Greisen doesn’t downplay that experiences like what Saunders-Velez have gone through are horrific. But she characterized her work for her clients as “exhaustingly wonderful.” Civil rights is an incredibly broad topic, she said, but it all involves helping marginalized people who need an advocate to stand up for themselves.

“I’m really lucky,” she said. “I get to serve these people, and hopefully along the way make some systemic changes.”

Knowing how to deal with media attention doesn’t mean she never worries about her safety. Greisen understands some high-profile cases about controversial issues come with risks, but other cases don’t make her feel threatened at all. She acknowledged it’s not always intuitive, such as in a prison class-action lawsuit she’s been working on for 26 years.

“I would walk into rooms by myself with 50 people convicted of some of the worst felonies, and I’d sit and talk with each of them for three or four hours, and never really felt threatened,” she said. “And yet [I] have other cases where I’m trying to fight for LGBTQ rights and do worry about my safety.” The latter has to do with the current polarizing political and social climate that Greisen said doesn’t encourage a lot of dialogue.

But the cases that make international news are a tiny fraction of Greisen’s work, and she said most of them also don’t get to litigation.

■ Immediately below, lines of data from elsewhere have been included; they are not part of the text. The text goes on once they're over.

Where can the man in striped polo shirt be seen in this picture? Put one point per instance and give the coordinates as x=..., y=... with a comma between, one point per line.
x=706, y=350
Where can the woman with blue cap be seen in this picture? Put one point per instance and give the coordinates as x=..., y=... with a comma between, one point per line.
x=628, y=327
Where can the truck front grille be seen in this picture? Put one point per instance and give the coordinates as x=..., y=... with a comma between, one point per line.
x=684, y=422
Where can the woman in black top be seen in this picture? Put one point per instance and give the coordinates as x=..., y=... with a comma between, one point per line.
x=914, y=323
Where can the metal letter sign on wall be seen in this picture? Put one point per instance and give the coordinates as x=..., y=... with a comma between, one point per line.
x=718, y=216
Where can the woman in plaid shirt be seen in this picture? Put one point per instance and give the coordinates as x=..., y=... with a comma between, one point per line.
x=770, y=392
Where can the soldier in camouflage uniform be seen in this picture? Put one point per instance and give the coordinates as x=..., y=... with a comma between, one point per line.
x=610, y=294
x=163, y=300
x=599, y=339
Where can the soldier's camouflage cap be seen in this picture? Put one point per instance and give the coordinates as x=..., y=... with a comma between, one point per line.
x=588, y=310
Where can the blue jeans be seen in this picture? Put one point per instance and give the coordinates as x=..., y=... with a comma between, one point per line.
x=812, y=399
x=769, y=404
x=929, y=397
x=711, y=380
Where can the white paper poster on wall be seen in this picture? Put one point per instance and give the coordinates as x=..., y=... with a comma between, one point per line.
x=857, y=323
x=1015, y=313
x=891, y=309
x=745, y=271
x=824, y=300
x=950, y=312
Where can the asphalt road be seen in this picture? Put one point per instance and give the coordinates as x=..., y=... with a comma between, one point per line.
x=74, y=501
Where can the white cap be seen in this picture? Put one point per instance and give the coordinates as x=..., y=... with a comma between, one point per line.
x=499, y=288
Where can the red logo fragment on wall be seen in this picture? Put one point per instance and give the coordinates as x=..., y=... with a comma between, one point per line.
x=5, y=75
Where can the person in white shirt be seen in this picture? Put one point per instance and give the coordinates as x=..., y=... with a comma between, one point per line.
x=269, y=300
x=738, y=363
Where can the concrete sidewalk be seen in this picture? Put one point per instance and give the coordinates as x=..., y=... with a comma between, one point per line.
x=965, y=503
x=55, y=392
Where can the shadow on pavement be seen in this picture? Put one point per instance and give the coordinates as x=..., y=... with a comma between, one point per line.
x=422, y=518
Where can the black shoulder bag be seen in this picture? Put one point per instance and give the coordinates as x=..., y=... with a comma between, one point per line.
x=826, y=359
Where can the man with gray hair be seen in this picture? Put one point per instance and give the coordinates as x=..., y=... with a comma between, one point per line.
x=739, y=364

Litigation puts a lot of stress on her clients by forcing them to relive their most vulnerable moments, and often there’s a solution that’s palatable to both sides without litigation. Greisen recalled a woman she represented who had a baby and was not provided a place to pump her milk by the mining company she worked for, and eventually got fired. Greisen was able to work with the company’s counsel and learn the mine manager hadn’t known the law requiring him to accommodate the woman’s needs. The woman got a job back with the company, and the managers got educated on the law. 

“Sometimes it is people wanting to do the right thing and not knowing how,” Greisen said. “In those moments, hopefully having somebody step in to help can make a world of difference.”

She said she thinks the current polarizing political environment has erased misconceptions that might exist about equality in civil freedoms largely having been achieved. “I really do think we got a little smug in thinking that we had eradicated or made huge strides,” she said. “And we have made some strides, but we’ve also had a lot that was just pushed into the closet, and people got more sophisticated about how they discriminated.”

Greisen’s ideal world may be a little ironic for a lawyer, but maybe not considering her job is to fight discrimination where she finds it: She dreams of a time when she won’t have any more work because there’s no more discrimination.

“We dream of the day we’ll be put out of business because there will just be nobody that needs our help, which would be truly delightful.”